Nachdem die Lasertherapie zur Behandlung von Krampfadern lange positiv bewertet wurde, rudern Experten immer mehr zurück: Es gebe keine Vorteile gegenüber einer OP, die Rezidivraten seien alarmierend. Bedeutet das eine Rückkehr zu alten chirurgischen Behandlungsmethoden?

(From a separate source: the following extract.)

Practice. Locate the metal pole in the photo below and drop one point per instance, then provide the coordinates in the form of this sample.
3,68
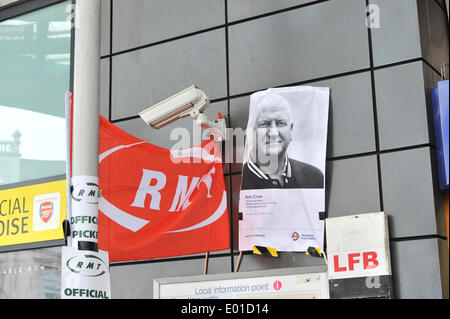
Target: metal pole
86,93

„Die hohen Rezidivraten der Lasertherapie sind als alarmierend anzusehen“, sagt Prof. Achim Mumme, Vizepräsident der Deutschen Gesellschaft für Phlebologie. Die Zahlen werfen im Nachhinein die Frage auf, ob der Paradigmenwechsel, der mit der Einführung der Hitzeablationsmethoden einherging, berechtigt war.
Er hat sich kürzlich gemeinsam mit Kollegen in einem Artikel kritisch zur Endovenösen Laserablation (EVLA) für die Behandlung von Krampfadern geäußert. Er empfiehlt, die chirurgischen Verfahren des Venenstrippings und der Crossektomie als Therapie der ersten Wahl zu betrachten.

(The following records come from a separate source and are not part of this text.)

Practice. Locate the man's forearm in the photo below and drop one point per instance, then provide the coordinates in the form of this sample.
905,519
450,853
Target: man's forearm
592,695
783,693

Venenleiden betreffen etwa 25 Prozent der Frauen und 15 Prozent der Männer. Varikosen sind überwiegend genetisch bedingt und betreffen vor allem die Beine. Typische Beschwerden sind z. B. Juckreiz, Schweregefühl, Spannungsgefühl, leichte Schwellneigung und Wadenkrämpfe. Im weiteren Verlauf kann es zu trophischen Hautstörungen, Ekzemen, Ödemen, Thrombophlebitis und Ulcus cruris kommen.

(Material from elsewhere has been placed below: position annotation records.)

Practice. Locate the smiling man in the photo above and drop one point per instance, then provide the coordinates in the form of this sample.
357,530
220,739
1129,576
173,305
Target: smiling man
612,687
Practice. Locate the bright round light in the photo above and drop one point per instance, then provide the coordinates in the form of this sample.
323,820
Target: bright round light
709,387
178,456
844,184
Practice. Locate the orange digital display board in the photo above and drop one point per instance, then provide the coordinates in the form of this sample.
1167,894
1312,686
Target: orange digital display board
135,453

Die chirurgische Behandlung ist seit mindestens einem halben Jahrhundert die Standardmethode für die Behandlung von Varizen. Je nach Schweregrad gibt es unterschiedliche Methoden, häufig ist eine Vollnarkose und ein Krankenhausaufenthalt erforderlich. Außerdem müssen über längere Zeit Kompressionsstrümpfe getragen werden.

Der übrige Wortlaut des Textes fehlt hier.